I've heard it said before that the futures markets tend to have "fat tails." What exactly does this mean and how is it calculated? Bong
"fat tails" - Refers to a bell curve that has more outlying events than a normal distribution. Ex. Lets look at the probability distribution of the chances of my getting laid this weekend by an extremely hot or extremely ugly girl. Will say a girl that is a "5" is the mean. first scenario: I am sober. I don't have the balls to talk to hot girls and I definetly not talking to ugly ones.
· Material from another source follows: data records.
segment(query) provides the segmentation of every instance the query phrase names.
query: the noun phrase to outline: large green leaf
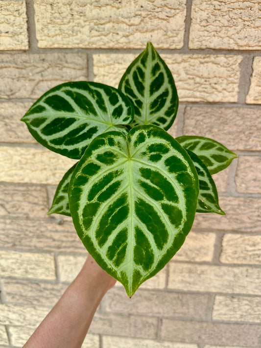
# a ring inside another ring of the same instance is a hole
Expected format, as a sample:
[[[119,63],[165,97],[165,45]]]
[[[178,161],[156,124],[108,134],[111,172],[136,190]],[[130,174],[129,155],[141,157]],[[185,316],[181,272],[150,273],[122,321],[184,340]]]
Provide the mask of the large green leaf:
[[[199,157],[211,174],[224,169],[237,157],[220,142],[208,138],[183,136],[176,140]]]
[[[131,102],[115,88],[95,82],[68,82],[52,88],[22,120],[41,144],[54,152],[79,159],[92,139],[111,130],[127,134],[132,121]]]
[[[178,106],[174,80],[169,69],[152,44],[131,63],[119,89],[132,101],[132,126],[152,124],[167,130],[173,122]]]
[[[68,188],[71,175],[76,166],[77,163],[70,168],[64,175],[59,183],[53,200],[52,206],[48,214],[62,214],[71,216],[68,198]]]
[[[192,226],[198,178],[166,132],[137,126],[94,139],[69,190],[76,231],[100,266],[132,296],[180,248]]]
[[[197,199],[197,212],[215,212],[225,215],[218,205],[217,190],[208,168],[199,158],[192,151],[187,150],[198,175],[199,193]]]

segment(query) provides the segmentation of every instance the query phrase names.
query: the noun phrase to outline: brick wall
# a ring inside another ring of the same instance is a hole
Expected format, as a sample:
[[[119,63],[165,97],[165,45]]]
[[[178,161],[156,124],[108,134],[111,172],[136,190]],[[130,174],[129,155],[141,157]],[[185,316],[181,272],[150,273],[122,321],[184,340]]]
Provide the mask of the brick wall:
[[[19,120],[64,82],[116,87],[147,41],[176,82],[171,134],[238,156],[214,176],[227,214],[197,214],[131,300],[117,284],[83,347],[261,347],[261,29],[259,0],[0,1],[0,348],[23,345],[86,256],[71,219],[47,215],[73,161]]]

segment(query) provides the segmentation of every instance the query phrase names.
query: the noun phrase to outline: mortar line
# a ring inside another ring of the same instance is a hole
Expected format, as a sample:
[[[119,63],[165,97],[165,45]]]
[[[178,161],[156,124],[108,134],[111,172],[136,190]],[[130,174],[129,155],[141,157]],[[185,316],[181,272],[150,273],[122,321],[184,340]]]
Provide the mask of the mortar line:
[[[186,111],[186,106],[185,104],[180,104],[179,105],[178,118],[177,119],[177,131],[176,133],[176,137],[180,137],[183,135],[183,127],[184,124],[184,116]],[[174,121],[175,123],[175,121]]]
[[[99,348],[103,348],[103,341],[102,335],[101,334],[99,334]]]
[[[156,340],[160,340],[161,339],[161,326],[162,325],[162,318],[159,317],[158,318],[158,323],[157,325],[157,337]]]
[[[3,282],[2,279],[0,279],[0,303],[3,304],[6,302],[5,295],[4,291]]]
[[[224,234],[225,232],[215,233],[214,250],[211,264],[215,266],[220,266],[222,264],[219,261],[219,258],[222,252],[222,241]]]
[[[236,184],[236,175],[237,170],[238,163],[238,158],[235,158],[230,163],[230,165],[229,167],[226,193],[231,195],[237,193]]]
[[[30,0],[26,0],[29,3],[30,3]],[[35,27],[34,21],[34,27]],[[34,35],[35,42],[34,44],[37,43],[38,41],[36,38],[36,34]],[[153,43],[152,42],[152,44]],[[46,53],[50,54],[52,53],[82,53],[82,54],[133,54],[138,55],[141,53],[145,48],[145,45],[142,47],[137,48],[92,48],[90,47],[86,48],[63,48],[63,47],[47,47],[47,48],[40,48],[38,46],[35,46],[33,52],[34,53]],[[155,47],[159,52],[163,54],[199,54],[202,55],[240,55],[243,57],[251,56],[261,56],[261,51],[260,50],[251,50],[251,49],[221,49],[221,48],[162,48]],[[26,50],[27,51],[27,50]],[[24,49],[17,50],[0,50],[0,54],[10,54],[10,53],[19,54],[24,52]]]
[[[13,347],[13,345],[12,342],[11,335],[9,329],[9,326],[8,325],[5,325],[4,326],[5,327],[5,331],[6,331],[7,338],[8,339],[9,344],[10,346]]]
[[[189,43],[190,40],[190,30],[191,24],[191,13],[192,0],[187,0],[186,9],[186,18],[185,20],[185,31],[183,37],[183,47],[182,50],[183,53],[189,53],[190,49],[189,48]]]
[[[245,104],[253,74],[253,60],[254,56],[244,57],[239,64],[239,81],[237,94],[237,103],[239,104]]]
[[[208,322],[211,322],[212,321],[212,314],[213,313],[213,309],[214,308],[215,297],[215,294],[214,293],[210,293],[207,304],[208,312],[207,313],[207,317],[206,318],[206,321]]]
[[[94,57],[92,54],[88,55],[88,81],[94,81],[95,76],[94,71]]]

Vey few low or high numbers(ie 2,3 or 8,9) going home with me this night. =Standard distribution second scenario: I am drunk as hell and saying just about anything to every girl in the bar. God only knows what I would go home with this night. This distrubtion would have a lot of outlying events from the mean(1's and 10's) "fat tails"(pardon the pun) I think my friends would argue that the second scenario would actually result in more data points on one side of the mean.
I dated a 10, married a 6, slept with a 4, and now wake up to a 2. Problem is, she's the same person! j/k
I asked my plastic surgeon friend to cut my 2 in half and add a zero. you guys are cracking me up !!!
Has anyone else noticed that when you look at the gals sitting around a bar at about 1 in the morning, all the ugly ones have gotten up and gone home.